You will have to roll your own compiler specific project or make file for
anything other than windows.
Other than that you just need to stick in your own platform specific
syncronization primitives (I could probably do that if somebody poked a
stick at me)
Now that I have it working sollid I'd like to refactor it and clean out the
old NSPR style of coding.
Interested in helping? I"m sure we could port it quick with a little help.

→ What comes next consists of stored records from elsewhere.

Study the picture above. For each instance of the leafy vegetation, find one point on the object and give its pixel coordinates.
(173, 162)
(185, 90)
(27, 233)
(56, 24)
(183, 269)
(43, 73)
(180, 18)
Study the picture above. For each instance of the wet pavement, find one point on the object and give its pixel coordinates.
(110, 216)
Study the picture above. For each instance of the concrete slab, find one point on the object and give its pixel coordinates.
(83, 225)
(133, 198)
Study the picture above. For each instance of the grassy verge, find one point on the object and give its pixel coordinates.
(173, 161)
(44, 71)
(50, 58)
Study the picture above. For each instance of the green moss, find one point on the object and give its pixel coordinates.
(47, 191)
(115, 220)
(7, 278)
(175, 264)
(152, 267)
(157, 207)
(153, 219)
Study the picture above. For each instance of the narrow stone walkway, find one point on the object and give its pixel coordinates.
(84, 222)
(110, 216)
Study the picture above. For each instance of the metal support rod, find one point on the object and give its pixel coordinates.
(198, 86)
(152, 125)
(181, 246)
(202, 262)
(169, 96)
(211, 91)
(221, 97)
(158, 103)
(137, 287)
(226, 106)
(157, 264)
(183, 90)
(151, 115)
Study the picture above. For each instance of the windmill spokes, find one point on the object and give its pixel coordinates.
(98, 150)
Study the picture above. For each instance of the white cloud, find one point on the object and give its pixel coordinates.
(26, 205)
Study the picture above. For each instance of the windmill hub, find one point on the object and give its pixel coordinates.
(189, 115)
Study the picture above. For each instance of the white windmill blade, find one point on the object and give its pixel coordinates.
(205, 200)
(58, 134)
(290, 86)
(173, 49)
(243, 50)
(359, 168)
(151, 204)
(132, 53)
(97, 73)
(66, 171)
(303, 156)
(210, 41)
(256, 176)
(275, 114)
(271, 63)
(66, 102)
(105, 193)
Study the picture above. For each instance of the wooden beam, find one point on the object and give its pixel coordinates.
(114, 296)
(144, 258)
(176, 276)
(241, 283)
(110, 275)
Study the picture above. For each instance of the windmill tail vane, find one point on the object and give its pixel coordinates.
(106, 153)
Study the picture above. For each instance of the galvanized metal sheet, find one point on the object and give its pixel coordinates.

"Steve Parkinson" <s-p-a-r...@redhat.com> wrote in message
news:44232B78...@redhat.com...
There used to be a mininspr under js/src, you can still see it if you
cvs up with -d but not -P.
File a bug and attach your code! This time a zip is ok ;-).
/be
"Brendan Eich" <bre...@meer.net> wrote in message
news:Y-mdnQ63So3QG77Z...@mozilla.org...
I'd really like to take a look - I've *started* incorporating NSRP into Whitebeam several times and each time given up. Mainly due to time
constraints. It's a while since I last tried but I seem to remember some of the problems being in SpiderMonkey expecting the NSPR code being in a
specific directory relative to itself. Required the Mozilla source tree I think.